Après avoir consolidé sa position dans l’Ouest africain, Coris regarde désormais vers l’Afrique centrale. Le Cameroun, le Gabon et la Centrafrique figurent notamment parmi les marchés identifiés pour de futures opérations d’expansion.

L’objectif apparaît donc plus vaste que la conquête du sommet de l’UEMOA : il s’agit désormais de bâtir une véritable plateforme bancaire africaine capable de rivaliser avec les grandes franchises panafricaines.

Les groupes d’Afrique centrale restent encore en retrait

Cette ambition intervient alors que plusieurs groupes originaires d’Afrique centrale cherchent eux aussi à renforcer leur présence dans l’espace UEMOA, avec un poids encore limité.

BGFIBank, premier groupe bancaire d’Afrique centrale présent dans l’Union, occupe le 13e rang avec environ 2,2 % des actifs bancaires en 2025, contre 2,3 % en 2024. Le groupe gabonais compte trois implantations dans l’UEMOA.

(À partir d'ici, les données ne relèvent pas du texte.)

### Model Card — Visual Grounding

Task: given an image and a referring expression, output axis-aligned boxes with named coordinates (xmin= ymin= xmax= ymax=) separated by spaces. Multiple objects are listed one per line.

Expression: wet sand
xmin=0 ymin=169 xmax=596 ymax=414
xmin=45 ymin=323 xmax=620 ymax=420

Afriland First Group progresse légèrement, sa part passant de 0,3 % à 0,4 %, avec une présence limitée à la Côte d’Ivoire.

Quant à BANGE, groupe originaire de Guinée équatoriale, sa part reste marginale, autour de 0,1 % des actifs de l’Union.
Ces positions montrent l’avance encore considérable prise par les groupes déjà fortement implantés dans l’espace ouest-africain.

Les banques marocaines également sous pression

Coris profite aussi d’une recomposition plus large du paysage bancaire régional.
Les trois grands réseaux marocains présents dans l’UEMOA ont eux aussi vu leur poids relatif diminuer. Bank of Africa représente désormais environ 6,3 % des actifs, tandis qu’Atlantic Business International et Attijariwafa bank se situent chacun autour de 5,8 %.

Le nouveau classement traduit donc une double évolution notamment, la montée en puissance des groupes bancaires africains à fort ancrage régional et le recul relatif de certaines grandes franchises internationales ou panafricaines.

Un leadership à confirmer

Accéder à la première place est une chose. La conserver en est une autre.
Pour Coris, le défi des prochaines années sera de transformer cette position de leader ex æquo en avantage durable. La poursuite de la croissance impliquera davantage de capital, une gouvernance plus sophistiquée et une capacité accrue à gérer des filiales implantées dans des environnements économiques et réglementaires différents.

L’expansion en Afrique centrale constituera notamment un test majeur. Les marchés ciblés présentent des caractéristiques différentes de celles de l’UEMOA, qu’il s’agisse de la réglementation, de la concurrence bancaire, des habitudes des clients ou encore de la structure des économies.

À mesure que son périmètre s’élargit, Coris devra également préserver la qualité de ses actifs, sa rentabilité et sa capacité à intégrer efficacement les établissements acquis.

De Ouagadougou au sommet régional

L’ascension de Coris Bank International dépasse ainsi le simple fait statistique. Elle raconte une transformation du paysage financier ouest-africain.

Qu’un groupe bancaire construit au Burkina Faso puisse désormais afficher un bilan de 7 099 milliards de FCFA et regarder Ecobank dans les yeux au sommet de l’UEMOA constitue un signal fort sur l’évolution des centres de pouvoir économique du continent.

La réussite d’Idrissa Nassa illustre surtout l’émergence de capitaux et d’entrepreneurs africains capables de bâtir, depuis leurs marchés domestiques, des institutions financières à vocation régionale.

Coris a franchi une étape historique. Avec 8,6 % des actifs bancaires de l’UEMOA, une contribution croissante aux bénéfices du secteur, un réseau qui s’étend et une stratégie d’acquisitions soutenue par de nouveaux capitaux, le groupe dispose désormais des moyens de poursuivre son offensive.

Le sommet de l’UEMOA n’est donc peut-être pas l’aboutissement de l’histoire de Coris Bank International, mais le début d’un nouveau chapitre. Celui d’un groupe né à Ouagadougou qui ambitionne désormais de compter parmi les grandes banques panafricaines.